Secondo le prove accumulate è stata verificata la mancanza di autorizzazioni ed è stato accertato uno scarico delle acque reflue industriali sugli adiacenti terreni agricoli, attraverso un sistema di collettamento stabile, nonché un occulto sversamento di tali liquidi direttamente nel sottosuolo.

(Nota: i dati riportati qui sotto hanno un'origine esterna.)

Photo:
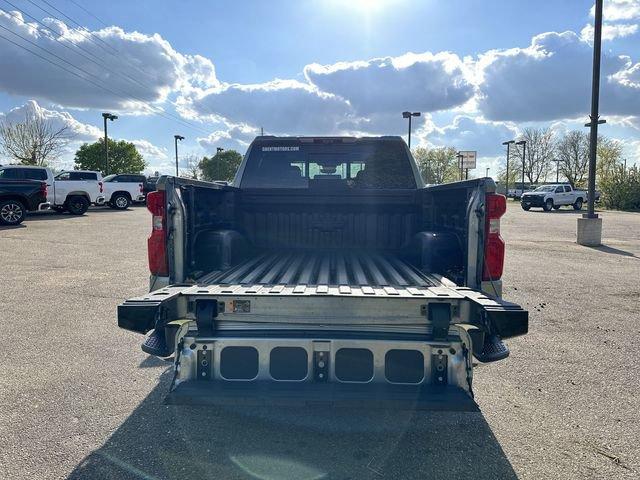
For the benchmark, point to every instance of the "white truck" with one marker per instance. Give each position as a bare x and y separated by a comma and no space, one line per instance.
122,190
553,197
73,191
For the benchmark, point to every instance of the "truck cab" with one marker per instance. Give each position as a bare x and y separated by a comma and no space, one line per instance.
327,271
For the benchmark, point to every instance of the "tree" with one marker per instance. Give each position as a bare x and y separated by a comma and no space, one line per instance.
123,157
539,153
437,165
609,156
191,165
222,166
572,153
35,141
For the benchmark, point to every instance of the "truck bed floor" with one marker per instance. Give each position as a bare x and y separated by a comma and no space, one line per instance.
331,268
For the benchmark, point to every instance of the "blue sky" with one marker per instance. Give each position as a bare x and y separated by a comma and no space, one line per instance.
478,71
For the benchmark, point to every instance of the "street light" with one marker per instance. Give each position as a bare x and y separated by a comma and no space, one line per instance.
508,144
524,150
107,116
176,138
409,115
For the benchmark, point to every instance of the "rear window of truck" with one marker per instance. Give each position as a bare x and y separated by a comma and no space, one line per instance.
366,165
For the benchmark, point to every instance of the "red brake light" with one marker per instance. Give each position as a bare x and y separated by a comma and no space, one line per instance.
156,244
494,244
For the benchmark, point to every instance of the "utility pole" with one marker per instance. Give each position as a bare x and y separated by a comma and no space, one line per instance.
107,116
524,152
409,115
506,188
176,138
590,226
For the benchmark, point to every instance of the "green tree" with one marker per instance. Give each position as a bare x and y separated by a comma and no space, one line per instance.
123,157
222,166
437,165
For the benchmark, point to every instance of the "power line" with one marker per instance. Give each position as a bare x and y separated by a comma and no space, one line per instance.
160,112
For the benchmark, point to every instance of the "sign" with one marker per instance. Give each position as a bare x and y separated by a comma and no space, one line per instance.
467,159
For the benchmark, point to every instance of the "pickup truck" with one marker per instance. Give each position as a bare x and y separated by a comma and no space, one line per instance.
553,197
71,191
124,189
325,272
17,197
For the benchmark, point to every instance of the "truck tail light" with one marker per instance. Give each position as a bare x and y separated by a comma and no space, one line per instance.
157,242
494,244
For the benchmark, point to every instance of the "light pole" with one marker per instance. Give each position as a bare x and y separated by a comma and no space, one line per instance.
409,115
524,150
590,226
506,188
107,116
176,138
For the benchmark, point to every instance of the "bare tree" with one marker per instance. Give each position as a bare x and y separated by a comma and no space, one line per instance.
36,141
191,167
539,153
572,153
437,165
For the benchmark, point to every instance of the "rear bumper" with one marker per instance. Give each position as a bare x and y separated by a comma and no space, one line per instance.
397,397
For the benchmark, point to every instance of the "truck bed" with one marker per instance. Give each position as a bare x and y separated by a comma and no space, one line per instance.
322,272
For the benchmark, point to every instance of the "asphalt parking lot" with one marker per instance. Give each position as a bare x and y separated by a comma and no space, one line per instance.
79,399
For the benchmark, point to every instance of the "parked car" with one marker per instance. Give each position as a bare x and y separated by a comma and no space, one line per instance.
326,271
17,197
553,197
71,191
123,189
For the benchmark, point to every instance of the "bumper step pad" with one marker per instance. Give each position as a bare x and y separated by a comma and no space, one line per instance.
156,344
330,395
493,349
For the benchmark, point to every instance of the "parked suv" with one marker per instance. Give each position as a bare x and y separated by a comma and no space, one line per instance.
123,189
554,196
72,191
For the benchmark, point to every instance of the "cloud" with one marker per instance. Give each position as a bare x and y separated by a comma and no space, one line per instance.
237,137
551,79
132,68
80,132
469,133
280,106
615,10
149,151
609,31
424,82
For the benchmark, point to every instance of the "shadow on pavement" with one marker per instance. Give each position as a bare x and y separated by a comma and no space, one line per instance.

La superficie dello stabilimento in argomento, composto da tre padiglioni uniti tra loro, all’interno del quale si svolgeva attività di ossidazione e successiva verniciatura di barre di alluminio, è di circa 4.000 metri quadri e sorge su un’area estesa di oltre 7.000 metri quadri. Nel sito industriale sono state individuate anche violazioni di carattere urbanistico, accertando abusi edilizi per la realizzazione di ampliamenti non autorizzati, locali tecnici e tettoie per una superficie di oltre 1.600 metri quadri.
L’opificio, che per le tipologie di prodotti chimici utilizzati, quali ad esempio l’acido solforico, il cromo etc. rientra nella casistica di industrie insalubri a rischio di incidente rilevante, è risultato privo di A.I.A. (Autorizzazione Integrata Ambientale), della valutazione di impatto ambientale, nonché delle autorizzazioni alle emissioni in atmosfera e dello scarico di acque reflue industriali.